In all investigations regarding noise behavior, we start from the block diagram sketched below. We will always calculate the sink SNR  $ρ_v$  as a function of all system parameters and arrive at the following results: Block diagram for investigating noise behavior
• The more transmit power  (German:  "Sendeleistung"   ⇒   subscript "S")   $P_{\rm S}$  we apply,  the greater is the sink SNR  $ρ_v$.  For some methods,  this relationship can even be linear.
• $ρ_v$  decreases monotonically with increasing noise power density  $N_0$ .  An increase in  $N_0$  can usually be compensated by a larger transmit power  $P_{\rm S}$.
• The smaller the channel's  $α_{\rm K}$ parameter,  the smaller  $ρ_v$ becomes.  There is often a quadratic relationship, since the received power  (German:  "Empfangsleistung"   ⇒ subscript "E")   is  $P_{\rm E} = {α_{\rm K}}^2 · P_{\rm S}$.
• A wider bandwidth of the source signal $($larger  $B_{\rm NF})$  requires an increased high-frequency bandwidth $B_{\rm HF}$,  too   ⇒   this leads to smaller sink SNR  $ρ_v$   ⇒   negative effect on the transmission system's quality.

$\text{Conclusion:}$  Considering these four assumptions, we conclude that it makes sense to express the sink SNR in normalized form as

$$\rho_{v } = \rho_{v }(\xi) \hspace{0.5cm} {\rm with} \hspace{0.5cm}\xi = \frac{ {\alpha_{\rm K} }^2 \cdot P_{\rm S} }{N_0 \cdot B_{\rm NF} }$$

In the following,  we refer to   $ξ$  as the  performance parameter.

The input variables summarized in  $ξ$  are marked with blue arrows in the above block diagram, while the quality criterion  $ρ_v$  is highlighted by the red arrow.

• The larger  $ξ$  is,  the larger is   $\rho_{v }$ in general.
• But the relationship is not always linear,  as the following example shows.

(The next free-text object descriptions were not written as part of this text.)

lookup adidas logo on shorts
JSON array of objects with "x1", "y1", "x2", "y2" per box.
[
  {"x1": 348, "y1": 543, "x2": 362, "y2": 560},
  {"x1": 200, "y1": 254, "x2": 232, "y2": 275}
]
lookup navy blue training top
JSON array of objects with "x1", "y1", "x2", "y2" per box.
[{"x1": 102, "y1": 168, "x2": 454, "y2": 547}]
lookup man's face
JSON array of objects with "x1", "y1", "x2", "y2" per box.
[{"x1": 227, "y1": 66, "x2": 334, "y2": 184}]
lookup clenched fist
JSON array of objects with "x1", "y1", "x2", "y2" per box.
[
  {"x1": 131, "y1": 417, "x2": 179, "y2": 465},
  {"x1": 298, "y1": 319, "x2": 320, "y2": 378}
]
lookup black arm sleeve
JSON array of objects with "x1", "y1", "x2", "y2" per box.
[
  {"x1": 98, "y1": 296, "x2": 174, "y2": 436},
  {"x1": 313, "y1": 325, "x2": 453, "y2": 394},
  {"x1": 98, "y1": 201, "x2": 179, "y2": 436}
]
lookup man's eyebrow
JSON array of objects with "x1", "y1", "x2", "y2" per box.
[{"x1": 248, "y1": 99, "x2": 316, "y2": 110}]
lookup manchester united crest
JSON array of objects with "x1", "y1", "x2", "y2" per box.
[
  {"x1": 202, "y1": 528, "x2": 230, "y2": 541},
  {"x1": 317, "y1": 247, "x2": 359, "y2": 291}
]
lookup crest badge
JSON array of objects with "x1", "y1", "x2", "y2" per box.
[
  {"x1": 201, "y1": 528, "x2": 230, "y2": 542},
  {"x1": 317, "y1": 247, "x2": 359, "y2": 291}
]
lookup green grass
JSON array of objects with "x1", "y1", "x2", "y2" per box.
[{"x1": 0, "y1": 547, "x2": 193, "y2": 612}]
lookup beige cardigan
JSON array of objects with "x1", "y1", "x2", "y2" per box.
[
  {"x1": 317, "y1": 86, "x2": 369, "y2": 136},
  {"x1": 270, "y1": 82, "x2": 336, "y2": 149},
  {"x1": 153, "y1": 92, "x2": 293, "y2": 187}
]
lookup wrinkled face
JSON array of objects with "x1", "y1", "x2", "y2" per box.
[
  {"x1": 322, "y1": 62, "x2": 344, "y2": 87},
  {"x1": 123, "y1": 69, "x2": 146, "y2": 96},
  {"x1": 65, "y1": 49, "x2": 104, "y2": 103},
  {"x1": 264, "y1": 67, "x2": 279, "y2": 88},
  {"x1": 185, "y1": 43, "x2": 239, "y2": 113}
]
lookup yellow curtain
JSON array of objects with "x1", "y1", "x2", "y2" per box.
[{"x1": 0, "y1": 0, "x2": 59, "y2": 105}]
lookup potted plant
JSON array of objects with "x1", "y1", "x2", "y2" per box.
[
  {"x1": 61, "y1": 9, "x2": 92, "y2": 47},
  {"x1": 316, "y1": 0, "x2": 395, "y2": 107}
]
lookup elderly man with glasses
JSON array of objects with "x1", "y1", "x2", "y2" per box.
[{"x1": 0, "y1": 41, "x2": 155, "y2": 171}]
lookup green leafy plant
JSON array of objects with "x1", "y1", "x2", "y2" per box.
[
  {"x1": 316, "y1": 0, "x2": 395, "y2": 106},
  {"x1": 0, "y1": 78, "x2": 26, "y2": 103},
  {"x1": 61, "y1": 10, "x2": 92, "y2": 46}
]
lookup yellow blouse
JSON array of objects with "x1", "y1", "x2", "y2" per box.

$\text{Example 2:}$  The left graph shows the sink SNR  $ρ_v$  of three different systems,  each as a function of the normalized performance parameter

$$\xi = { {\alpha_{\rm K} }^2 \cdot P_{\rm S} }/({N_0 \cdot B_{\rm NF} }).$$
• For  $\text{System A}$,  $ρ_ν = ξ$  holds.  The system parameters
$$P_{\rm S}= 10 \;{\rm kW}\hspace{0.05cm}, \hspace{0.2cm} \alpha_{\rm K} = 10^{-4}\hspace{0.05cm},$$
$${N_0} = 10^{-12}\hspace{0.05cm}{ {\rm W} }/{ {\rm Hz} }\hspace{0.05cm}, \hspace{0.2cm} B_{\rm NF}= 10\; {\rm kHz}$$
give  $ξ = ρ_v = 10000$  (see the circular mark on the graph).
• Exactly the same sink SNR would result from the parameters
$$P_{\rm S}= 5 \;{\rm kW}\hspace{0.05cm}, \hspace{0.2cm} \alpha_{\rm K} = 10^{-6}\hspace{0.05cm},$$
$${N_0} = 10^{-16}\hspace{0.05cm}{ {\rm W} }/{ {\rm Hz} }\hspace{0.05cm}, \hspace{0.2cm} B_{\rm NF}= 5\; {\rm kHz}\hspace{0.05cm}.$$
• In  $\text{System B}$,  there is also a linear relationship of  $ρ_v = ξ/3$.  The line also passes through the origin.  However, the slope is only  $1/3$.
• It should be noted that the noise behavior corresponding to  $\text{System A}$  is observed for   Double-sideband suppressed-carrier amplitude modulation  $($modulation depth  $m → ∞)$,  while  $\text{System B}$  describes   Double-sideband amplitude modulation with carrier  $(m ≈ 0.5)$.
• $\text{System C}$  shows a completely different noise behavior.  For small  $ξ$–values,  this system is superior to  $\text{System A}$,  though the quality of both systems is the same at  $ξ = 10000$.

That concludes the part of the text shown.